2000 IE Vitamin D am Tag: Wann ist es zu viel?
Obwohl 2000 IE für die meisten keine Überdosierung im Körper auslöst, ist eine generelle Empfehlung zur täglichen Dosierung von Vitamin D schwierig. „Jeder Mensch hat seine eigene Vitamin-D-Schuhgröße. Was für den einen passt, kann für den anderen zu wenig oder zu viel sein“, sagt uns die Ärztin. „Es kommt auch darauf an, in welchem medizinischen Kontext die Vitamin-D-Therapie erfolgt. Während manche Menschen bereits mit 1000 IE pro Tag optimal versorgt sind, benötigen andere bis zu 20.000 IE täglich, um stabile Werte zu erreichen.“
Die Europäische Behörde für Lebensmittelsicherheit (EFSA) hat trotzdem eine Höchstmenge festgelegt, die bei täglicher Einnahme bei den meisten Menschen gesundheitlich unbedenklich ist.

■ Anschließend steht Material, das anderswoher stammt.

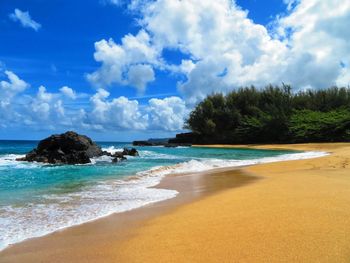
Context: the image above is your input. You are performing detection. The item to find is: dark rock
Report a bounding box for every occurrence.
[132,141,155,146]
[17,131,104,164]
[122,148,139,156]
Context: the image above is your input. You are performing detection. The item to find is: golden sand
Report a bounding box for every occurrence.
[118,144,350,263]
[0,144,350,263]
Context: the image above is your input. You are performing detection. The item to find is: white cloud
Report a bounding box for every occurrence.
[0,70,29,100]
[9,8,41,31]
[128,64,155,93]
[60,86,77,100]
[91,0,350,104]
[87,30,158,92]
[87,89,188,131]
[89,89,147,130]
[147,97,189,131]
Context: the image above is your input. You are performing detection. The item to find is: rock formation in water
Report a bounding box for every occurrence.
[17,131,138,164]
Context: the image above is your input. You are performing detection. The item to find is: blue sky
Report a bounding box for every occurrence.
[0,0,350,141]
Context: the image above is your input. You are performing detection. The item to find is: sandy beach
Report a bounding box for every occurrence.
[0,143,350,263]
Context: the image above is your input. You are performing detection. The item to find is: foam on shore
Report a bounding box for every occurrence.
[0,151,328,250]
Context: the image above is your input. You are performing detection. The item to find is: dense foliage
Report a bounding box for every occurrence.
[186,85,350,143]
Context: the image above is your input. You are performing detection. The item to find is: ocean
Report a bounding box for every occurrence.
[0,141,325,250]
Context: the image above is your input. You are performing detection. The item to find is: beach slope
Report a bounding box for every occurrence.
[116,144,350,262]
[0,143,350,263]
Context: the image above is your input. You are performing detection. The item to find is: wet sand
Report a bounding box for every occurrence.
[0,143,350,263]
[0,169,259,262]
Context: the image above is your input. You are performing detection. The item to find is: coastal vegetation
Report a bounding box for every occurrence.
[185,85,350,143]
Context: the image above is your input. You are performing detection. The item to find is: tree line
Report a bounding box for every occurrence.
[185,85,350,143]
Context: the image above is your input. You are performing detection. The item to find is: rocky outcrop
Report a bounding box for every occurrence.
[17,131,138,164]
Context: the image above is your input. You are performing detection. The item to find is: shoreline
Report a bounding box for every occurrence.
[0,167,263,262]
[0,145,324,253]
[0,144,348,262]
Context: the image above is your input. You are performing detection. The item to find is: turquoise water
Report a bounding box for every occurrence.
[0,141,326,249]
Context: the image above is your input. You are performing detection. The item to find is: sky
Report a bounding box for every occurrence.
[0,0,350,141]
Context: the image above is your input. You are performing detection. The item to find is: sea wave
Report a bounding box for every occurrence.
[0,171,178,250]
[0,149,328,250]
[138,151,329,176]
[0,154,40,170]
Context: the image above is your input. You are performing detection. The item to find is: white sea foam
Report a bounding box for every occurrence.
[0,151,328,250]
[0,154,40,170]
[102,146,123,154]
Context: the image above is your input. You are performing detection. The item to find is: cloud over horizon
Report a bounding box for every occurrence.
[0,0,350,139]
[93,0,350,104]
[9,8,41,31]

Sie liegt bei Erwachsenen bei 4000 IE am Tag. Laut der Gesellschaft für angewandte Vitaminforschung hat die EFSA diese Empfehlung vergangenes Jahr erst wieder auf wissenschaftlicher Grundlage bewertet und kam zu dem Schluss, dass die obere tolerierbare Aufnahmemenge nicht geändert werden müsse. Älteren Menschen werden höhere Dosierungen am Tag empfohlen, allerdings nur unter ärztlicher Aufsicht.